Benedict and Scholastica lived, worked, and prayed, giving important testimony to a world in chaos. The simple rule of life that Benedict proposed saw the monks as a family and devoted to a communal life. There, Benedict and Scholastica lived holy lives of work, prayer, penance, and fasts. They sought to live holy lives and prayed for sinners and men and women who would not pray for themselves. Their monasteries stood as islands of peace and holiness in a sea of what must often have seemed to be a wicked, violent world far from God.
As great a saint. as Benedict was, he found his sister a match for him. One of the most charming stories of the two tells how Benedict and Scholastica met, as they did once per year, in the company of some fellow monks and nuns. They enjoyed each other’s company and spoke of God while the day lasted. Night grew near and ordinarily, Benedict would have left. It was against the rule for a monk to spend the night away from his monastery, and so Benedict made ready to leave.
His sister, however, felt her death approaching and wished him to stay to speak further. She asked him to delay his departure. Benedict, however, thinking of his duty to keep his rule, refused. When she found him resolute, St. Scholastica simply put her hands together and prayed.
Immediately a massive and dangerous storm blew up, such that Benedict could not leave. He turned to his sister in annoyance, asking, “Sister, what have you done, may God forgive you!” His sister explained, in perfect calm, that while Benedict had not heard her, God had,d and had granted her request. Beaten, Benedict stayed through the night, speaking with his sister about God.

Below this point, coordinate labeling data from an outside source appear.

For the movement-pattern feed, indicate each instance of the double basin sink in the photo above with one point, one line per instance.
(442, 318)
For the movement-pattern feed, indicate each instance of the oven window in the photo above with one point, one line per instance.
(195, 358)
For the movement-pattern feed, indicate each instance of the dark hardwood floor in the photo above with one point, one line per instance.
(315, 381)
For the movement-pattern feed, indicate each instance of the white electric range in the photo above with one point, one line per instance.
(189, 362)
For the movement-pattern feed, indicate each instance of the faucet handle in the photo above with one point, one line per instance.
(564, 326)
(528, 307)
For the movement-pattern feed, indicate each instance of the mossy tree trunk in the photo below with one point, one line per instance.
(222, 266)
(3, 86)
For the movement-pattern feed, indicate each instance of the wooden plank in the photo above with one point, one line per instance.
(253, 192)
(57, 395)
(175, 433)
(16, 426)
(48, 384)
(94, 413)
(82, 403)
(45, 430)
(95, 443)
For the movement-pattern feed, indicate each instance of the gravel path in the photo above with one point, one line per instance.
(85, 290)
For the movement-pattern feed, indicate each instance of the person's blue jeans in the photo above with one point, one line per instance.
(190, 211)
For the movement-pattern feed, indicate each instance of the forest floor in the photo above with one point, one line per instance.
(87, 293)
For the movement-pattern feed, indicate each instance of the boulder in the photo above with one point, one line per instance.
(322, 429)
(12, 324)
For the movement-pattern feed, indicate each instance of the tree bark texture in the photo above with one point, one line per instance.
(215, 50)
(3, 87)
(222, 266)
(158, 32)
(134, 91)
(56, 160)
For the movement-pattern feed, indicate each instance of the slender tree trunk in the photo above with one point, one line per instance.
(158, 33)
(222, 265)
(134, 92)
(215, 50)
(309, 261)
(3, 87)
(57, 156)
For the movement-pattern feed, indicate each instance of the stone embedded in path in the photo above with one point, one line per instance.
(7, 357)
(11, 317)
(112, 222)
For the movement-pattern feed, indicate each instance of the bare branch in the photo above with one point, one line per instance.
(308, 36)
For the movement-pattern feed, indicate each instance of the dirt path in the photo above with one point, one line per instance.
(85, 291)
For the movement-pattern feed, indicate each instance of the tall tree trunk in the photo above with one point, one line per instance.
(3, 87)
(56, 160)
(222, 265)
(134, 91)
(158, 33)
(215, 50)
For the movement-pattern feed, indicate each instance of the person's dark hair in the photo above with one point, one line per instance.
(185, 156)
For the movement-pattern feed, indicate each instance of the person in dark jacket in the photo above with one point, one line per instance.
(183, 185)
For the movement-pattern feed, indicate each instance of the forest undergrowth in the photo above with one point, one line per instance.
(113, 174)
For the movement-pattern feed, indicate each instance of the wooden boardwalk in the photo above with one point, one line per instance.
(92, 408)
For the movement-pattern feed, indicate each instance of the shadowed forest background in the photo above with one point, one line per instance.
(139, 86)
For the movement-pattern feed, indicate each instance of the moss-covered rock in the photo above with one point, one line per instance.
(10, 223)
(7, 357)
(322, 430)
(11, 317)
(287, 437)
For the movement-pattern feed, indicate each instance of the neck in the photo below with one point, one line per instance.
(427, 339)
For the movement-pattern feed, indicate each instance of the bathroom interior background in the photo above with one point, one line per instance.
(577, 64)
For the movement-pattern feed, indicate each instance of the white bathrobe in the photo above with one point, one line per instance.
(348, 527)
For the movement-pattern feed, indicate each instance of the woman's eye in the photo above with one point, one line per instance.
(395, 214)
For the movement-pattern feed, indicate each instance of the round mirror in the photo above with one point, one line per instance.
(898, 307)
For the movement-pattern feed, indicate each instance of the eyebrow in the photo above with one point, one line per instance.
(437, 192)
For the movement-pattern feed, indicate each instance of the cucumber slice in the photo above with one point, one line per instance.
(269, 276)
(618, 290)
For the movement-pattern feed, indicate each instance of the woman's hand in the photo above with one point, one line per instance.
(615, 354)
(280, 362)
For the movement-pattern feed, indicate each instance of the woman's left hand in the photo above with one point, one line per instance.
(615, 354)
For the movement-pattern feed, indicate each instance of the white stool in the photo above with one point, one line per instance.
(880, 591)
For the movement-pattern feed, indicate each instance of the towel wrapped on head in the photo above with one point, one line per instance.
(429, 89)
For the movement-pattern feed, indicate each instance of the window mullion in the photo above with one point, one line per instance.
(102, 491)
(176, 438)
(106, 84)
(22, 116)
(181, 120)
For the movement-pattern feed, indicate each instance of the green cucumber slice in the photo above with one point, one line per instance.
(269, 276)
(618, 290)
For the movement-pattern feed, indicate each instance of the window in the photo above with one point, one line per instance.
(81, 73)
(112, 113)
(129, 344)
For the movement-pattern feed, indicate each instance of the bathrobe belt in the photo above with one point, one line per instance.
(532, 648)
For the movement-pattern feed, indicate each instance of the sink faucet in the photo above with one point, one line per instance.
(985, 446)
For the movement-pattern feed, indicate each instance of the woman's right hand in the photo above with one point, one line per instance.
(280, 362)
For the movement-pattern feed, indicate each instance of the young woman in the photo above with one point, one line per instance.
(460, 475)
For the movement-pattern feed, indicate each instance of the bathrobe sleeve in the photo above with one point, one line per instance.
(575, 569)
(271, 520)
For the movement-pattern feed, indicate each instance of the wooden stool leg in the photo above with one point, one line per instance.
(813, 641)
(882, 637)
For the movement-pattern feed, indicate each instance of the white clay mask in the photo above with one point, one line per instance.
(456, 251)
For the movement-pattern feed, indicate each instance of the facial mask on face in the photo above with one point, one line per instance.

A few days thereafter, she fell ill and died. Benedict saw his sister’s soul ascending to heaven like a dove.
We cannot all be monks and nuns like Benedict and Scholastica, but we can honor them: men and women who seek to live holy lives in community amidst the chaos of a wicked world that too often seems to have forgotten God. We can try to live our own families on the model of them: holy lives of work, prayer, and penance, constantly supporting one another with prayer and exhortation as did the saintly twins.
We can make our own homes into holy communities amidst the world’s storms. If we do as Christ says and wills, then we will be like the ones who built our houses on rock: the rain falls, the floods come, and the winds buffet it, but our home, founded on Him, secured by faith, will not collapse.
Ss. Scholastica and Benedict, Pray for Us.